Regulators Announce New Details on First Batch of Living Wills

WASHINGTON — Nine of the most systemically important firms will be the first to submit their living will plans to the banking agencies early next week, regulatory officials Friday.

Long anticipated by both industry and regulators, the plans — considered a critical element of ending 'too big to fail' — will detail how a firm can be unwound safely and could reach a total of 2,000 pages each.

Bank of America (BAC), Barclays (BCS), Citigroup (NYSE:C), JPMorgan Chase (JPM), Credit Suisse (CS), and Deutsche Bank (DB), will be among the initial batch to submit their living wills by Tuesday, along with Goldman Sachs (GS), Morgan Stanley (MS) and UBS.

Although the plans are technically due July 1, since that falls on a Sunday, the banks will have an extra business day to comply. By Friday, no institution had yet to submit its plan, according to a Federal Deposit Insurance Corp. official who briefed reporters on the process regulators will undertake in receiving and evaluating initial living wills.

The resolution plans, which include both a confidential and public portion, are expected to draw significant interest given the novelty of the exercise and will likely help to shape future standards and determine their effectiveness.

The public portion of the plans for the nine firms will released by the FDIC and the Federal Reserve Board by the close of business on July 3, according to the FDIC official. Details of the plans will include a description of the company's core business lines, financial information and a high-level description of the firm's resolution strategies.

Information revealed in those public disclosures, especially its blueprint on how it would be unwound, will not be as detailed as the plans that regulators receive. Regulators will also not be reviewing the public disclosures before they are released.

"It's likely to be a very high-level description," said an FDIC official, due to concerns shared by firms in advance of their submissions. "As a result, I think there has to be an expectation that the information the regulators will be receiving with respect to the companies' strategy for resolution will be much more detailed than the strategy that is set forth in the public" one.

Regulators agreed to stagger delivery times of resolution plans among the 125 institutions that are required to file plans into three stages. Institutions that hold $250 billion or more in total nonbank assets or foreign-based bank holding companies with $250 billion or more in total U.S. nonbank assets must submit their initial plans by July 2.

Institutions with between $100 billion and $250 billion of assets must file their living wills by July 1, 2013. All remaining firms have until Dec. 31, 2013 to comply.

Regulators have been clear that these initial plans should be viewed as one of many steps in an iterative process. The aim of the rule is to help regulators prevent the chaos seen in the financial markets following Lehman Brothers' collapse in September 2008.

"This is the first time out," the FDIC official said. "And of course, the companies that are submitting this July are the largest domestic companies or foreign companies which are doing business in the U.S.

"And so we would expect that these actually would be the most difficult plans — one, to develop, and two, in many respects to review.
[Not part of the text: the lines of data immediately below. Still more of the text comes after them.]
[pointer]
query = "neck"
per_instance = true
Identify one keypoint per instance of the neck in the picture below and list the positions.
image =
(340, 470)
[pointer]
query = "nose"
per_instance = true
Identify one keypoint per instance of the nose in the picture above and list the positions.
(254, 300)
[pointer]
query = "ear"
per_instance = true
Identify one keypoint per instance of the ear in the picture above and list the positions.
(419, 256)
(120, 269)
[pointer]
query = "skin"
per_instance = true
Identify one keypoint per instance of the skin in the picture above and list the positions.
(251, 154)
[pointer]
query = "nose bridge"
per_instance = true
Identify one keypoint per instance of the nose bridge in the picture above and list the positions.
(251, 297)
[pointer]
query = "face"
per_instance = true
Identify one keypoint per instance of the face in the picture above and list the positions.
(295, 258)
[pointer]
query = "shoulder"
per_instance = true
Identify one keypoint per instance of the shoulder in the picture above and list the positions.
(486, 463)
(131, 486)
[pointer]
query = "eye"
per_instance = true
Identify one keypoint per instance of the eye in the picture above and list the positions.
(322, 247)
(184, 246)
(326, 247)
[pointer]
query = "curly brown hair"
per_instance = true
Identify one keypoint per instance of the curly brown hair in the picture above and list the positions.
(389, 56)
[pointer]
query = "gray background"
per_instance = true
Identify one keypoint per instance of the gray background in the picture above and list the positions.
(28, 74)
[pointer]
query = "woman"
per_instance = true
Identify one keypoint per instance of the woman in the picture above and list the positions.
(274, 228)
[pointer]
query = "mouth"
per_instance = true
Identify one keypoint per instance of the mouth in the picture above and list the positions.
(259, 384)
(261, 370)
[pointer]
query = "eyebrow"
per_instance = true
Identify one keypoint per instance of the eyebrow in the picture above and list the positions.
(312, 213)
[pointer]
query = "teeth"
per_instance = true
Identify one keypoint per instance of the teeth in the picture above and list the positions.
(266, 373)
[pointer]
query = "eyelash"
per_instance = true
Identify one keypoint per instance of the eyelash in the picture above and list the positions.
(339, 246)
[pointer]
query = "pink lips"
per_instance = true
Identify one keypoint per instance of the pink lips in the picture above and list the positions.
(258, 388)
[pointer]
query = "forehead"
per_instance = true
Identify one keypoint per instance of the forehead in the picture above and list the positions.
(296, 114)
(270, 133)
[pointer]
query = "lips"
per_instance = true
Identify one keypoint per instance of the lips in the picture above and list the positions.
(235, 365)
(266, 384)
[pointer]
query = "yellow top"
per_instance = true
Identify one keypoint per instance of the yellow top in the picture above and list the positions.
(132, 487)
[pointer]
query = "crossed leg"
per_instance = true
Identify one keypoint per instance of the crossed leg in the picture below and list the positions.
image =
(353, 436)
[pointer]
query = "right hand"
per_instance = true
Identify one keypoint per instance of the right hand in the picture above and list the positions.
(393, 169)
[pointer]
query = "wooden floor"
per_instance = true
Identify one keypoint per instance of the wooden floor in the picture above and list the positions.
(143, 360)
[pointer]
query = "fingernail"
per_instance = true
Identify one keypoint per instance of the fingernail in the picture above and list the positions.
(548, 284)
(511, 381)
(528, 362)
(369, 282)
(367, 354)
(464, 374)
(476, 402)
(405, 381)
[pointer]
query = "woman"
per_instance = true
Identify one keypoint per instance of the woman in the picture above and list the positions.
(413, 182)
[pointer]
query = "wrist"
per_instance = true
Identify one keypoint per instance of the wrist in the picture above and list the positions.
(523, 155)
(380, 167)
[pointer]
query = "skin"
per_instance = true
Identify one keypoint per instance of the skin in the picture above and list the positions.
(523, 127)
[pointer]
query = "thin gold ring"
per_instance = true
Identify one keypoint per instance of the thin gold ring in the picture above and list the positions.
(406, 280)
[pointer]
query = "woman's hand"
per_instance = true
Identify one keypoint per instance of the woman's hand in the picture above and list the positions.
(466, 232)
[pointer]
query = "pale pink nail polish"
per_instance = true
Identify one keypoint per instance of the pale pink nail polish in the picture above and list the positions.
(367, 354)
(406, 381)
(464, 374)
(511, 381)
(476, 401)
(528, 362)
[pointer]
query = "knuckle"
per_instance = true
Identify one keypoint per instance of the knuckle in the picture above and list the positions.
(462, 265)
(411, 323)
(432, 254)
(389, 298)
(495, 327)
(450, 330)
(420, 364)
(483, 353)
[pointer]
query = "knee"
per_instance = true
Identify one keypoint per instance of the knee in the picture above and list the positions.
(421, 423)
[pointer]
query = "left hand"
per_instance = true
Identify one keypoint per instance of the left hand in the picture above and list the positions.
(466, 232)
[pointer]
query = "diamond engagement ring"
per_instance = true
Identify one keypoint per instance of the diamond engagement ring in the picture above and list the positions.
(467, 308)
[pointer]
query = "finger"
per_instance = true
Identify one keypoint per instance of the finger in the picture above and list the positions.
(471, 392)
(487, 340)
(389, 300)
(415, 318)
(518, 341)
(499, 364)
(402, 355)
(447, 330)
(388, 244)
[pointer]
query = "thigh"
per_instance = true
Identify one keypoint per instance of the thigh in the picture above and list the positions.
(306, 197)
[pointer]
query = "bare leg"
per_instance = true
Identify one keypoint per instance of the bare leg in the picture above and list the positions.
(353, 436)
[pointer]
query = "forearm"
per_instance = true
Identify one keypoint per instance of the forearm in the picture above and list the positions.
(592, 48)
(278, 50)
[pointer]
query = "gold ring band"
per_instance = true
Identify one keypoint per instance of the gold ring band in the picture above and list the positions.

So there will be a dialogue between the regulators and the firms regarding the plans and we're looking at that dialogue to help inform us on the direction and guidance to be provided to those companies that have future submissions."

Officials at the FDIC and the Fed will have 60 days to review each of plans for its completeness kicking off a continuous dialogue with the company to draw up a final plan, said an FDIC official.

"The Fed and the FDIC will immediately begin undertaking that exercise after receipt of the plan," the FDIC official said. "After that the real hard work of evaluating the informational content and strategy regarding the institution's resolvability under the bankruptcy code really begins."

Regulators cautioned they will not be taking a one-size-fits-all approach in evaluating the credibility of each of the firm's plan. Rather, officials will be reviewing the strategies proposed based on the firm's characteristics, especially given the diversity of companies that are required to submit plans under the law.

"There is a very wide range of companies that are subject to this provision and out of necessity that type of analysis is really driven by the firm's characteristics," the official said.

Even though both regulators and institutions have and will spend countless hours finessing such plans, there is no requirement for either parties to actually follow the plan in the vent of a crisis. Instead, the exercise is largely viewed as guidance in the event of a pending failure and an information-gathering process for all parties involved, especially in regards to the strategic portion of the plan, given that a bank's circumstances or characteristics can change at any given moment.

Institutions are required under law to update their resolution plans annually and notify regulators in the event of a material change — at which point regulators will use their discretion whether it's necessary to update the plan immediately.

Regulators do not see these plans as static given the reality of financial markets and the industry itself, the official said.

"The financial services industry is a dynamic industry, it is not static and as a result the plans are going to have to be revised and updated in order to stay current with both what the firm is doing and also the financial environment in which the firm operates," the FDIC official said. "From that perspective, they will always be a work in progress and will always have to be updated and revised to reflect the characteristics of the firm and its business model and the financial environment."